Он потряс головой, но мысли по-прежнему неслись вихрем, их сочетания становились, все причудливее и фантастичнее, вдруг безумная догадка ослепительной вспышкой взорвалась в его мозгу… и погасла.
Он пытался ухватиться за это Мгновенье, как за соломинку, но ее унесло течением.
Мятный напиток?
Нойс была уже совсем рядом, так близко, что лицо ее казалось ему светящимся туманным облаком. Он чувствовал легкое прикосновение ее волос к своим щекам, теплоту ее дыхания. Он должен был отодвинуться, встать, уйти, но — странно, почти невероятно, — ему не хотелось отодвигаться.
— Если бы я стала Вечной… — шептала она так тихо, что удары его сердца почти заглушали слова.

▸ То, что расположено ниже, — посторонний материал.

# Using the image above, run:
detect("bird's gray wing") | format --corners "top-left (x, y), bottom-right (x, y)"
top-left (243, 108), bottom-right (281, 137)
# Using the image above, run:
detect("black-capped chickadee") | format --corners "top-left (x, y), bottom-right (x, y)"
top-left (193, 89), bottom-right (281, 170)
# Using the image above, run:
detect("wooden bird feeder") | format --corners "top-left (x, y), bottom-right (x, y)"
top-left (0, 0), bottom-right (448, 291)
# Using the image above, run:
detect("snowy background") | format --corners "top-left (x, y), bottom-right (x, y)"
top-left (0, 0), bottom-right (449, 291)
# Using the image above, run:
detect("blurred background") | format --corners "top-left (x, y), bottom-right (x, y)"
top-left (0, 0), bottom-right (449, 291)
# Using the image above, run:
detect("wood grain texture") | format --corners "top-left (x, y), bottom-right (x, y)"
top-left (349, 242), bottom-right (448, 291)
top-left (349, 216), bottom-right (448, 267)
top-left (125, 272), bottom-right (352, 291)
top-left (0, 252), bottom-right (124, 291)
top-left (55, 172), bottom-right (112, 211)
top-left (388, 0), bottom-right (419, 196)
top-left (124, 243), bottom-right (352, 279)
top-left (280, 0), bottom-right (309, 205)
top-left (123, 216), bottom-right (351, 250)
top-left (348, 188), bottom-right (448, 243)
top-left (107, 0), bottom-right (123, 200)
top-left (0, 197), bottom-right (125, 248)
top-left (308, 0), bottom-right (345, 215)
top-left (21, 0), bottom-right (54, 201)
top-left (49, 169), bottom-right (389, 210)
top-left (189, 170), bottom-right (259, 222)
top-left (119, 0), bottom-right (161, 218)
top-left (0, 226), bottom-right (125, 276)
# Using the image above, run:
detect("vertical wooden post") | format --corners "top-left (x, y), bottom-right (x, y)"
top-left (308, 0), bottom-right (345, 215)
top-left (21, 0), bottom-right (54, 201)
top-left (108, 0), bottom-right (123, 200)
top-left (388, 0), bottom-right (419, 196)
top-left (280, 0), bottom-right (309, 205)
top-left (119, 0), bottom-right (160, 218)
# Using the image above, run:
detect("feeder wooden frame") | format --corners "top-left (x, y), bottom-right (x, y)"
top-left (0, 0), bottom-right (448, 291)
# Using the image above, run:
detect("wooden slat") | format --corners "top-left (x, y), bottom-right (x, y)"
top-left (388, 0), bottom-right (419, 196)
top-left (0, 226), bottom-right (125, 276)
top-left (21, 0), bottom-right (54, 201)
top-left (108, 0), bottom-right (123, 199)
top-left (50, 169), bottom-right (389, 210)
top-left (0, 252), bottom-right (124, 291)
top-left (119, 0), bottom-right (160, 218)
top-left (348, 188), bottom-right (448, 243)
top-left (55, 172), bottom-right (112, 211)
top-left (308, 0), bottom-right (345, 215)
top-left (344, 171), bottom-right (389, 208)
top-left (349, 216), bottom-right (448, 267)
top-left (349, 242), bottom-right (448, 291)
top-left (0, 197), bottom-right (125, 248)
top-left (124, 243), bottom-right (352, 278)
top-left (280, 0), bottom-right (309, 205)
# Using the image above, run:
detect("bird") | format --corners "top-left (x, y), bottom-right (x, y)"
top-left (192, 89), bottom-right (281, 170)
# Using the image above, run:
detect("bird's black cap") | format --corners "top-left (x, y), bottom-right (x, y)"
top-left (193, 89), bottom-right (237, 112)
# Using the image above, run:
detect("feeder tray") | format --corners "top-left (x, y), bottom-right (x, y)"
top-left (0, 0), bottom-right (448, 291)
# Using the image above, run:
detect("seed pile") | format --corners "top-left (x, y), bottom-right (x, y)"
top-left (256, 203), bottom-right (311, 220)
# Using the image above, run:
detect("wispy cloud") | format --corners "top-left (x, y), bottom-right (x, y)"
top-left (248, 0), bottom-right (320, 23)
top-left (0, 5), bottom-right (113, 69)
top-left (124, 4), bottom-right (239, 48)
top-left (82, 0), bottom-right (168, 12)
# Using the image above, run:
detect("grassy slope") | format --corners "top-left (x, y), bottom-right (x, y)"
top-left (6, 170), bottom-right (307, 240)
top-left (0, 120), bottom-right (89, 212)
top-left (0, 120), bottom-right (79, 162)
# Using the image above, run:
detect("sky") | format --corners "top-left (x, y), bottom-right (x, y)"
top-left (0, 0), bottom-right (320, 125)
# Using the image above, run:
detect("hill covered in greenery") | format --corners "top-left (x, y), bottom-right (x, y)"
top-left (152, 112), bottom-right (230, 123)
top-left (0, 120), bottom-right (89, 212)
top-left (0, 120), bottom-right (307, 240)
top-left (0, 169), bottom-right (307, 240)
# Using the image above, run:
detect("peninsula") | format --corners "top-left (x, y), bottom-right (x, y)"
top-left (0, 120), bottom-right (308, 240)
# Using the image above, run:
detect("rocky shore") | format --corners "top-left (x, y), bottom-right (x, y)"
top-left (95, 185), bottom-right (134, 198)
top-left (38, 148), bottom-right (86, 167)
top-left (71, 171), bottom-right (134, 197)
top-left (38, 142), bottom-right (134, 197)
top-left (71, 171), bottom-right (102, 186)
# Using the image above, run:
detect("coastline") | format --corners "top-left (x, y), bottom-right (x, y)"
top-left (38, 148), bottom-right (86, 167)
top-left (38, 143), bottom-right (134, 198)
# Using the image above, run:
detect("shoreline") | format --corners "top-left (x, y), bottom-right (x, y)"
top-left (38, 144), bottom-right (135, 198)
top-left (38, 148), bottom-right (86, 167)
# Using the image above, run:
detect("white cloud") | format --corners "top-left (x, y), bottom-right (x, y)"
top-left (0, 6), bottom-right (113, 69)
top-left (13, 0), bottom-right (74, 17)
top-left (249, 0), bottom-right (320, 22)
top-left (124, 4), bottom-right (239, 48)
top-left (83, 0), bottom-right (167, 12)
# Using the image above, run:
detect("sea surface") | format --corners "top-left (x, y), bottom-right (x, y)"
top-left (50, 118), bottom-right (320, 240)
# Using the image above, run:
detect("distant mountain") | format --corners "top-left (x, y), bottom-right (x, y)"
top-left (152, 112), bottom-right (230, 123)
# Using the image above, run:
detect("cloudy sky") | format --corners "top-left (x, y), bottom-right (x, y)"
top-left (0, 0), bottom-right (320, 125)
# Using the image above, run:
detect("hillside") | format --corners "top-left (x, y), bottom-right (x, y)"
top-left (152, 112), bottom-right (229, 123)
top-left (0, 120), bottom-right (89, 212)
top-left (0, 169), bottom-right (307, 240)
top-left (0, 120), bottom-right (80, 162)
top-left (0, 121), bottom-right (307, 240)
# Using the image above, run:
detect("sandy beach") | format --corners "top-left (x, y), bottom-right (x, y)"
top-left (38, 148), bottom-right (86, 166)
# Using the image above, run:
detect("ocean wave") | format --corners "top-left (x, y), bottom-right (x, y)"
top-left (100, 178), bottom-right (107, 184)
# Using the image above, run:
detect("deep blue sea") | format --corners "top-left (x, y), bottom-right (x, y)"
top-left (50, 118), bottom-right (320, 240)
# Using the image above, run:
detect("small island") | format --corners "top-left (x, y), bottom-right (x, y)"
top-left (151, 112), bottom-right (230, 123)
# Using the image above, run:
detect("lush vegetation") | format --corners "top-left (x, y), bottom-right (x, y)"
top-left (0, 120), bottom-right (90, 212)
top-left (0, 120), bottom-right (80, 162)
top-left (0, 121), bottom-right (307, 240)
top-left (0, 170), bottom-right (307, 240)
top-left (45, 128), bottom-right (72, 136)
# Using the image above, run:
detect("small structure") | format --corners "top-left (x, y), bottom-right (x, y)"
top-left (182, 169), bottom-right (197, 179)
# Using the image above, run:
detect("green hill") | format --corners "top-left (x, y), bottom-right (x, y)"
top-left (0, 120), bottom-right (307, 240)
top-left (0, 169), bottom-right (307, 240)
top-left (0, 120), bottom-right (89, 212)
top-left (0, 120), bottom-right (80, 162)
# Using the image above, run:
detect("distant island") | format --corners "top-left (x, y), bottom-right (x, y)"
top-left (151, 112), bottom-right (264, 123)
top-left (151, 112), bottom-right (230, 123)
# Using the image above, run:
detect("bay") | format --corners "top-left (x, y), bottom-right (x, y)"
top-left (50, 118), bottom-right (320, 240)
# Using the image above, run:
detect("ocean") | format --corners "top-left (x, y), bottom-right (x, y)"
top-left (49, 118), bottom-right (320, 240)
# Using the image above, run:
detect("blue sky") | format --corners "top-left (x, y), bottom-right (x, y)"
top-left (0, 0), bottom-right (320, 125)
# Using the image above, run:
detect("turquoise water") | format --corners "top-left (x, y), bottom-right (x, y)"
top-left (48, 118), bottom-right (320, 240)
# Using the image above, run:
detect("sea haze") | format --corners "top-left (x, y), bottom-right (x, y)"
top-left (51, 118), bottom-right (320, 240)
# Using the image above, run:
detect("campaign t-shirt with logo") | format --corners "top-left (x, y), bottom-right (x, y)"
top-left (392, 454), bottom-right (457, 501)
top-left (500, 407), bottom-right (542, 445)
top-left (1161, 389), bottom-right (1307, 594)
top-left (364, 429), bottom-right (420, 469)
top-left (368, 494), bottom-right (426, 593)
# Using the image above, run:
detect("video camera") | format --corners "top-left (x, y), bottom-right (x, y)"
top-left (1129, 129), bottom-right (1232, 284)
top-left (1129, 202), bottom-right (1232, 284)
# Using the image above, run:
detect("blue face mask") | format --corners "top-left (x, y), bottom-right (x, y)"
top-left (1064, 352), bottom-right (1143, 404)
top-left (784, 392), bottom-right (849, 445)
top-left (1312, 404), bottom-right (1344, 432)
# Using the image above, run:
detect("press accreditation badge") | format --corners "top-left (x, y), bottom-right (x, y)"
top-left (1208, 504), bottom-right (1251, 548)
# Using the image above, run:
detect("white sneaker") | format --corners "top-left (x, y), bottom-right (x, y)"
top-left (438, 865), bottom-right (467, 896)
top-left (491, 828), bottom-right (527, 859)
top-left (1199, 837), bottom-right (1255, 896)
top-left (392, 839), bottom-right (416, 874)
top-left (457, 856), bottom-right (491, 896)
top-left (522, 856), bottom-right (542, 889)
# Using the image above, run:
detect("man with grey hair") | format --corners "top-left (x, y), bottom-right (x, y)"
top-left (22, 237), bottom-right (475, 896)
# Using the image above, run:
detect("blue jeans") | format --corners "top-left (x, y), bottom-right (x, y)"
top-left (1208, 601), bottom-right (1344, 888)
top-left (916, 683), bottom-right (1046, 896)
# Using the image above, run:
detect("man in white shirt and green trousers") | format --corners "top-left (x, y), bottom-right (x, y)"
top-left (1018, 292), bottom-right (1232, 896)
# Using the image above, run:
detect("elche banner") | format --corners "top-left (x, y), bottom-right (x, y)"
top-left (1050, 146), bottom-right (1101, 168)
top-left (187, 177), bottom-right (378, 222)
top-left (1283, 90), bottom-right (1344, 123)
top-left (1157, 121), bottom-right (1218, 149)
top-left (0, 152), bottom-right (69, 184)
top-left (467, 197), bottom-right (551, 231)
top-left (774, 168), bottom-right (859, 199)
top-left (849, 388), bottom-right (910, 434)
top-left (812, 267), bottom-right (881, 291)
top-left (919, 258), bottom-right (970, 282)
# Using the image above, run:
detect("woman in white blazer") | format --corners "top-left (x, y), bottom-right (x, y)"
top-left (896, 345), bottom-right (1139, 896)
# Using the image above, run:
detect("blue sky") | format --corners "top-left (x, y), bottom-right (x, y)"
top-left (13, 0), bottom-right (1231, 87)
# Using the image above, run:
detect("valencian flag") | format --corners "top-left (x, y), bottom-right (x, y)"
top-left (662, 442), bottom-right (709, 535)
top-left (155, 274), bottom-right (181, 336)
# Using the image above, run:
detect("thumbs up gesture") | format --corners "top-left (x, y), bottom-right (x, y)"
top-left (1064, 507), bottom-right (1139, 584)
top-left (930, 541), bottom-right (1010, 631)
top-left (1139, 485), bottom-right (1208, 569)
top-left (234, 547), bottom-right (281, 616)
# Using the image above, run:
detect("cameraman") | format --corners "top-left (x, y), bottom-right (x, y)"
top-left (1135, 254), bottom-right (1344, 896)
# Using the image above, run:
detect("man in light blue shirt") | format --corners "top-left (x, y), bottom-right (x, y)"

Ее влажные губы были слегка приоткрыты.
— Сделай меня Вечной!..
Он пытался понять смысл ее слов, но внезапно они потеряли для него всякое значение. Мир исчез в языках пламени.
Кто он? Эндрю Харлан или кто-то другой? Где он? Во сне? Наяву?
Все, что с ним произошло, вовсе не было таким отталкивающим и ужасным, как представлялось ему прежде. И это явилось для него пугающим и радостным откровением.
А потом она прильнула к нему, ласково и нежно улыбаясь одними глазами, а он, задыхаясь и дрожа от непривычного счастья, неумело гладил ее влажные черные волосы.
Все переменилось. Она уже не была для него прежней Нойс Ламбент, женщиной со своей отдельной, непонятной ему жизнью. Странным и неожиданным образом она сделалась частью его самого.
Случившееся не было предусмотрено Инструкцией, но Харлан не испытывал ни малейших угрызений совести. Только мысль о Финжи пробудила в нем сильное чувство. Он упивался своим торжеством!
В эту ночь Харлан долго не мог уснуть. Головокружение прошло, бездумная легкость постепенно рассеялась, но ощущение необычности происходящего никак не покидало его. В первый раз за всю свою сознательную жизнь он лежал в постели с женщиной.